Eva Dias – No itinerário celebrativo rumo ao Centenário da Sociedade Missionária da Boa Nova (2030), no meado do ano dedicado à reflexão sobre a Terra (2024), colocamos a atenção sobre uma das palavras-chave que o ocupa: a mansidão.

O mês (junho) em que a Igreja celebrou a solenidade do Sagrado Coração de Jesus é ensejo para olhar uma das características intrínsecas do Filho de Deus, por Ele assumida como identitária: «tomai sobre vós o Meu jugo, e aprendei de Mim, que sou manso e humilde de coração» (Mt 11, 29). Acompanhamos a reflexão do painel de azulejo figurativo com a representação iconográfica do Sagrado Coração de Jesus, figurado segundo a gravura da obra do pintor italiano Pompeo Batoni (1708-1787) para a igreja de Gesù, em Roma. Nele contemplamos, em tons de azul cobalto, o retrato delicodoce de Jesus, delimitado por moldura enobrecida de elementos vegetalistas e motivos de gramática rocaille, de representação tardia, rematada no fundo pela legenda. No centro, Jesus sustenta o coração na mão esquerda, que apresenta com a destra: um coração trespassado, cintado por coroa de espinhos, encimado por cruz entre labareda, espargindo raios de luz. Um coração ardoroso onde reside, além de outros sentimentos e virtudes, a humildade e mansidão.

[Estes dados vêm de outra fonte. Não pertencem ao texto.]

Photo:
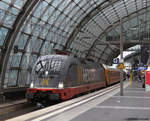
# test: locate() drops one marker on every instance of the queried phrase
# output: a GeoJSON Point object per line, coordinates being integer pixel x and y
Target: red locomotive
{"type": "Point", "coordinates": [61, 77]}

Mansidão, predicado exaltado no Novo Testamento (2 Cor 10, 1; Gal 5, 23; Tit 3, 2; 1 Ped 3, 16) que, antes mesmo de Cristo apresentá-lo como virtude pessoal, elencou-o como bem-aventurança: «bem-aventurados os mansos, porque possuirão a terra» (Mt 5, 5). Jesus apresenta primeiramente a bem-aventurança, para depois assumir-se Ele próprio manso, mostrando quão é elevada a fasquia do seu exemplo de vida e de virtude e, simultaneamente, apontá-la como objetivo exequível. Nada de extraordinário que o ser humano não possa atingir, porque Ele mesmo comungou da nossa humanidade, ainda que tal implique um compromisso pessoal na sua prática e um elevar-se às alturas, de modo particular o coração.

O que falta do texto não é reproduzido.